The reactions to these tools are either of amazement, and wonder. Or those of fear and doom. It is hard not to appreciate both points of view — after all, we must confront the idea of something so new that we might be forced to adapt and reinvent ourselves or be left behind. As someone who lives at the end of technology and creative arts, I can’t help but feel excited at the prospect of trying to reinvent myself for this new future. As an older person, I find these new tools are challenging my brain and sending synapses in a different part of my brain, making me wonder — what I can do with this.
As a photographer, I can’t help but see something like Stable Diffusion, Dalle 2, Microsoft Designer, or MidJourney as spiritual descendants to Thomas and John Knoll’s 1987 experiment that eventually became the media manipulation and creative tool behemoth that it is today, Photoshop.
My early experience with these new tools (for the lack of a better description) has me convinced that they will help foster new art forms, more digital, for a future where we consume media and information through a mixed reality layer. And even today’s tools will benefit from this group of technologies we have labeled “ai.”

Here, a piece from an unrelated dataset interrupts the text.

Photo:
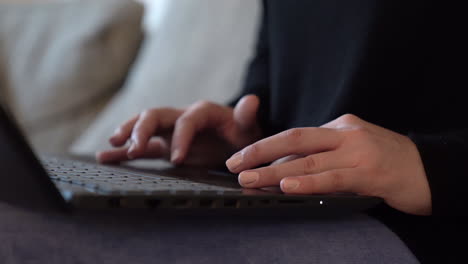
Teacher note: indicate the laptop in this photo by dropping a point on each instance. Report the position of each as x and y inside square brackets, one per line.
[64, 183]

Originally published as part of issue#3 of my twice-a-month newsletter, A Letter from Om.
Coming away from SXSW and the many panels on AI I am struck that we must not repeat the mistakes of the settlement-free, permissionless and anonymous internet. We must in fact build in incentives and disincentives in order to reduce bias and polarization and increase generativity and sustainability across the AI platforms. At the same time, the right type of settlements will go a long way towards preserving pareto and standard distributions we find in nature and reduce the winner takes all end-game we see in most of humanity’s institutions.
Michael,
Thanks for the comment. You are spot on about this — the lack of nuance in our discourse, is what is troubling. The fear factor and the hype factor are only muddying the waters.
It is pretty clear we are going to stumble for a while, but will eventually will get on the right path. There is too much pressure and urgency to do that. Ironically, we can thank social media for it.
Unlike in the past, the social media is catalyzing so much conversation, push back and debate that I am hoping we will avoid some of the mistakes of the past.